None of which is enough to put Slaughters’ future beyond reasonable doubt. The international question looms as threateningly as it did in the late 1990s. Slaughters’ main counter to global challengers – that they are plagued with quality control issues across their networks – is eroded year on year. Top global firms have their strategic issues, but they are generally making ground in this area and will make more in the future.

How much more scope there is to improve Slaughters’ international showing without a shift in strategy is debatable.

In response, new head of corporate Andy Ryde is putting renewed emphasis on its international profile. What else can the firm do? It has been fortunate that Asia and the US have proved so problematic for key rivals post-Lehman but the law game gets more international by the minute. Slaughters’ sales pitch here would also be more convincing if it wasn’t forced every five years or so to give the same spiel about how its referral arrangements used to be a little rough around the edges but their ‘best friends’ really get it now. How much more scope there is to improve the firm’s international showing without a shift in strategy is debatable. Slaughters cannot match its global rivals for resource.

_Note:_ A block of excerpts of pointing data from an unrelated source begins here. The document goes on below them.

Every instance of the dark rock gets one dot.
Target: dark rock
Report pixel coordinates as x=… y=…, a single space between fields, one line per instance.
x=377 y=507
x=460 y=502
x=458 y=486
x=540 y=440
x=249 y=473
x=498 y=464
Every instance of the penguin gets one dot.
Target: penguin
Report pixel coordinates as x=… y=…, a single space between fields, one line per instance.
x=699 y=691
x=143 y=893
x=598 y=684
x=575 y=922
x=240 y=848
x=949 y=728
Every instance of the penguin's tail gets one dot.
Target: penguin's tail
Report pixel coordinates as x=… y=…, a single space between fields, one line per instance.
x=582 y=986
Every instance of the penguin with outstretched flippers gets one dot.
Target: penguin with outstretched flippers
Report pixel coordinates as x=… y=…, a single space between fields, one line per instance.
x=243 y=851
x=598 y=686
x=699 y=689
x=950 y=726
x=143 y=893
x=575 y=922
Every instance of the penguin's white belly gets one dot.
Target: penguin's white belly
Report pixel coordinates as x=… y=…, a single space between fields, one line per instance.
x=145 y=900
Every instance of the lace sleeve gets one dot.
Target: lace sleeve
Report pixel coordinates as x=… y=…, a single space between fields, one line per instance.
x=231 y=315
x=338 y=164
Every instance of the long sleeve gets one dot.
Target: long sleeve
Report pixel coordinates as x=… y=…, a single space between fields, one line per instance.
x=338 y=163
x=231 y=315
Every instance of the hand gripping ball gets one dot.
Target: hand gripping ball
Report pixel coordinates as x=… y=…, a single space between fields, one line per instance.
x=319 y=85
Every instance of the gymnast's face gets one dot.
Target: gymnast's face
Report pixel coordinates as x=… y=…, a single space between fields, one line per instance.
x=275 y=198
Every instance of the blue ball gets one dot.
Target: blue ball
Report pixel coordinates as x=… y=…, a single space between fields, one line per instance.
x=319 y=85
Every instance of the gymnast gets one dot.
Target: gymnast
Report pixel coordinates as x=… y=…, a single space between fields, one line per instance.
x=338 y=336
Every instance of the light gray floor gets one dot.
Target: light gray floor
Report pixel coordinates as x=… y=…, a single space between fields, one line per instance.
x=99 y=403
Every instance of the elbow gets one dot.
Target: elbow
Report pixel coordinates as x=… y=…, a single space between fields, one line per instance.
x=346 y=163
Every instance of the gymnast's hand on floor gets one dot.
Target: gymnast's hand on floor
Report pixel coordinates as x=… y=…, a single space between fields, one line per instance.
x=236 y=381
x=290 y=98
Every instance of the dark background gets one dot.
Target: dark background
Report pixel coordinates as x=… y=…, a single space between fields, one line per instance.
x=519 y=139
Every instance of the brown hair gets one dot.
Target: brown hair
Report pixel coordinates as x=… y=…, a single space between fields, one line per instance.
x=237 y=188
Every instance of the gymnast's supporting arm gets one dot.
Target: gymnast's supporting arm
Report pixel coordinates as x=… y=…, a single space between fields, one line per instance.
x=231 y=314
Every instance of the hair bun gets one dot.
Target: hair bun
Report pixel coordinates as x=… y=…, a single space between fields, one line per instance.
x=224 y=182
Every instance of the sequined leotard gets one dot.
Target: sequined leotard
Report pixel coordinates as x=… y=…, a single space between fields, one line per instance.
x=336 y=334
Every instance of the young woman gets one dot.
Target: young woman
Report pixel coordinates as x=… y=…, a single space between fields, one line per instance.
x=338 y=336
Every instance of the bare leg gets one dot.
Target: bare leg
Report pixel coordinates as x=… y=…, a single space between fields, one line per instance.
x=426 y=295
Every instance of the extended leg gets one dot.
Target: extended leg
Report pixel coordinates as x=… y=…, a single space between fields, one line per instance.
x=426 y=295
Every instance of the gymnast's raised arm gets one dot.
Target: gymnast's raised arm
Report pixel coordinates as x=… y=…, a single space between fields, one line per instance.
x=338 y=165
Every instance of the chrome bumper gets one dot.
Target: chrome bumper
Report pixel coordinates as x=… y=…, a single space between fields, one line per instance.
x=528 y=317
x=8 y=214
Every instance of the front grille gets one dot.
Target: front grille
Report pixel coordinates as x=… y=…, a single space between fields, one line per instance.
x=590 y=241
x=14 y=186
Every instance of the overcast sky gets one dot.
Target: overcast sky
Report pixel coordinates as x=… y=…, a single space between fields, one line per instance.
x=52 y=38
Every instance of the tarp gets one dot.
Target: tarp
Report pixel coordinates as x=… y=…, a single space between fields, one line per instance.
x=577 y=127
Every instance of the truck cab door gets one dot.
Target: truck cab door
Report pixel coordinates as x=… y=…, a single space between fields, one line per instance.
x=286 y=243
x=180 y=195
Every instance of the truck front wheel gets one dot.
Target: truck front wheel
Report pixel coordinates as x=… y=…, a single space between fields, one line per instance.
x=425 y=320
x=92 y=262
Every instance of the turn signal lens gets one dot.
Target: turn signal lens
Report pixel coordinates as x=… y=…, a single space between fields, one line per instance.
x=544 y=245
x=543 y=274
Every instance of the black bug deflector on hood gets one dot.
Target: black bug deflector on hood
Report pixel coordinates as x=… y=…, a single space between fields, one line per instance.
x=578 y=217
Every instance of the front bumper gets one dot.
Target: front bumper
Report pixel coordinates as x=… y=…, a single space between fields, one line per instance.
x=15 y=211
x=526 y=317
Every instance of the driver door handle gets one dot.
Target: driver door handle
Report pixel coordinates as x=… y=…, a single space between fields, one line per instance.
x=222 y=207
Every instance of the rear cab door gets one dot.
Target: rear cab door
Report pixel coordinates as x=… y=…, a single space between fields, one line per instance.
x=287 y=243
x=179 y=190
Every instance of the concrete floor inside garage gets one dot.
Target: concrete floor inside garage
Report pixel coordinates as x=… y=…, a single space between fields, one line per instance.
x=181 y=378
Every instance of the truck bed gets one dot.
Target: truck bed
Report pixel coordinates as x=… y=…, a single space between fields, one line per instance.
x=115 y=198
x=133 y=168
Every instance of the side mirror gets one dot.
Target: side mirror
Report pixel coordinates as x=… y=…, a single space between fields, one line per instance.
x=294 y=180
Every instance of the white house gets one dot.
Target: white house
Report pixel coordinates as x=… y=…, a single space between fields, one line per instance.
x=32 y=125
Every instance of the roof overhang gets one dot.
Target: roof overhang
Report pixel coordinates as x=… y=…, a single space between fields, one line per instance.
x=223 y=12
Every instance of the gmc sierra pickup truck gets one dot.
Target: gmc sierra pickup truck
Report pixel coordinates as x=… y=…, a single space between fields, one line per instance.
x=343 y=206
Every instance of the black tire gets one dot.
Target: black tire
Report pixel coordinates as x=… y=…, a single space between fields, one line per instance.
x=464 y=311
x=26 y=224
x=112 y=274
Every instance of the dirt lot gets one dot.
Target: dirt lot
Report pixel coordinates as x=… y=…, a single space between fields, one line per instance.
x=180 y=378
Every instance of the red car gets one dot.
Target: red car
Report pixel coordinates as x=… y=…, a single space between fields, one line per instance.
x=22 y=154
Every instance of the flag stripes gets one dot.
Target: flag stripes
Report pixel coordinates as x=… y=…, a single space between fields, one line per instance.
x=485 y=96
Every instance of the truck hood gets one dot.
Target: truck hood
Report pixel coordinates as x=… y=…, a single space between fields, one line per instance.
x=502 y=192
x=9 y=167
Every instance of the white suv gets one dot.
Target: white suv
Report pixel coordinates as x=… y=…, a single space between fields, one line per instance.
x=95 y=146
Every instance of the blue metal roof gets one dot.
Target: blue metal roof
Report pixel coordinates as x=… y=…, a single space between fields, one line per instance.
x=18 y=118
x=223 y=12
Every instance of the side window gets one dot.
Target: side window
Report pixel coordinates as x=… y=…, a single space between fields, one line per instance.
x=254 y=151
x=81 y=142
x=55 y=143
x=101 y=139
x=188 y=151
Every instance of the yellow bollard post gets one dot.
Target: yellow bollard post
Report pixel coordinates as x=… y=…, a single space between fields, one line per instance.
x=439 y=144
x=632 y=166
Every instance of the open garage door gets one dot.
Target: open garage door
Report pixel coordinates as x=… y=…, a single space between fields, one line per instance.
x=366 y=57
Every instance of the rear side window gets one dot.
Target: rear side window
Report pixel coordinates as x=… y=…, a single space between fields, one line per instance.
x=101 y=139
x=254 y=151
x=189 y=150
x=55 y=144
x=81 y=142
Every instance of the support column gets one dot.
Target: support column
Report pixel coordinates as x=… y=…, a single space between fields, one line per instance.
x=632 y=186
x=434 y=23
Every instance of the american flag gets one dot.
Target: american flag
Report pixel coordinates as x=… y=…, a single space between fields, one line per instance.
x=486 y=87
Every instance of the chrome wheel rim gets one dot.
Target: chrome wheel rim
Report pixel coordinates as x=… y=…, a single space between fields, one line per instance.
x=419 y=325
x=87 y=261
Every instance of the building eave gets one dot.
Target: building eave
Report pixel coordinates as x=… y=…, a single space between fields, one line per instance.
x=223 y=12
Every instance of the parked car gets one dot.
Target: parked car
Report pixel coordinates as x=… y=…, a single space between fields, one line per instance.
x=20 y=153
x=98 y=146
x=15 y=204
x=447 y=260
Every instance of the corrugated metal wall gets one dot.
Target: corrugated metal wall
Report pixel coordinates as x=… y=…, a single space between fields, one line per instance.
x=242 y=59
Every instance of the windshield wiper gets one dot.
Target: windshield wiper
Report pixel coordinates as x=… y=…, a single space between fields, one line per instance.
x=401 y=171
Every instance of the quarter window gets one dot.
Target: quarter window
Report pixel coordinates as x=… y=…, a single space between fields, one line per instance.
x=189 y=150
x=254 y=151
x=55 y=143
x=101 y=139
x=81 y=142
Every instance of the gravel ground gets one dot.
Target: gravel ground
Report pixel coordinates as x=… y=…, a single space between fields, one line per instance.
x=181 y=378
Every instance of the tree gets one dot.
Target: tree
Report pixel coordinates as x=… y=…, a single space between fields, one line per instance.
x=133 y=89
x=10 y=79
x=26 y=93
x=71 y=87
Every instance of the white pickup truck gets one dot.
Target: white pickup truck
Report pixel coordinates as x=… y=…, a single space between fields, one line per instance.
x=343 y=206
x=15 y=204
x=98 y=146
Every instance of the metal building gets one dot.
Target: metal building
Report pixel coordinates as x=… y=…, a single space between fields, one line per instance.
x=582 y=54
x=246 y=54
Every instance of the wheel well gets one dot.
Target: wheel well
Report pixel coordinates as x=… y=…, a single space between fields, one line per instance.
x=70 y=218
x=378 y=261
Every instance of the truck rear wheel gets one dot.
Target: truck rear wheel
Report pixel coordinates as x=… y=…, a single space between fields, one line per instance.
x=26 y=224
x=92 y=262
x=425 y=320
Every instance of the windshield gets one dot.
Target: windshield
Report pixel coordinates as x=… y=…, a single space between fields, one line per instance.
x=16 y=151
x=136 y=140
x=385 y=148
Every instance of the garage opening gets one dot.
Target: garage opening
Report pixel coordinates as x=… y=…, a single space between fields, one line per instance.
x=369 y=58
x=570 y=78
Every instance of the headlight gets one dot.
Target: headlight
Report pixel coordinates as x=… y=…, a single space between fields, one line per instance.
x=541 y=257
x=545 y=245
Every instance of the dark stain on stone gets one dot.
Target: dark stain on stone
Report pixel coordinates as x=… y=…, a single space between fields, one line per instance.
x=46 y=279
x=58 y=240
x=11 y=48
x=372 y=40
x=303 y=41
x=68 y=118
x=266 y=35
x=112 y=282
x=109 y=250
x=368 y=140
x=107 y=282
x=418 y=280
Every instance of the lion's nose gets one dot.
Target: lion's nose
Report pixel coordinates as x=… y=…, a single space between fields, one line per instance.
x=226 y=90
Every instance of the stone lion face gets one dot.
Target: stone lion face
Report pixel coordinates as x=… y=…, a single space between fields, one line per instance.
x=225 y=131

What will be interesting is if Slaughters were to more robustly articulate another aspect of its approach that makes it as distinct: its classicist view of client service undiluted by CRM programmes or matter profit analysis. There’s certainly scope to play that message up: its international strategy is damage limitation in mitigating the negative inherent in its chosen model. In contrast, its bat-for-your-client ethos could have a major upside in the era of more demanding GCs.

This also brings us to the main reason Slaughters has endured as an institution against the odds: it provides a world-class service to clients and has the most consistent partnership in the City. Forget the grating attempts to shroud itself in mystique, which may still impress the tourists but no one else, Slaughters’ selling point isn’t style, it’s substance. And it will be those qualities that will give it a shot of confounding expectations for years to come.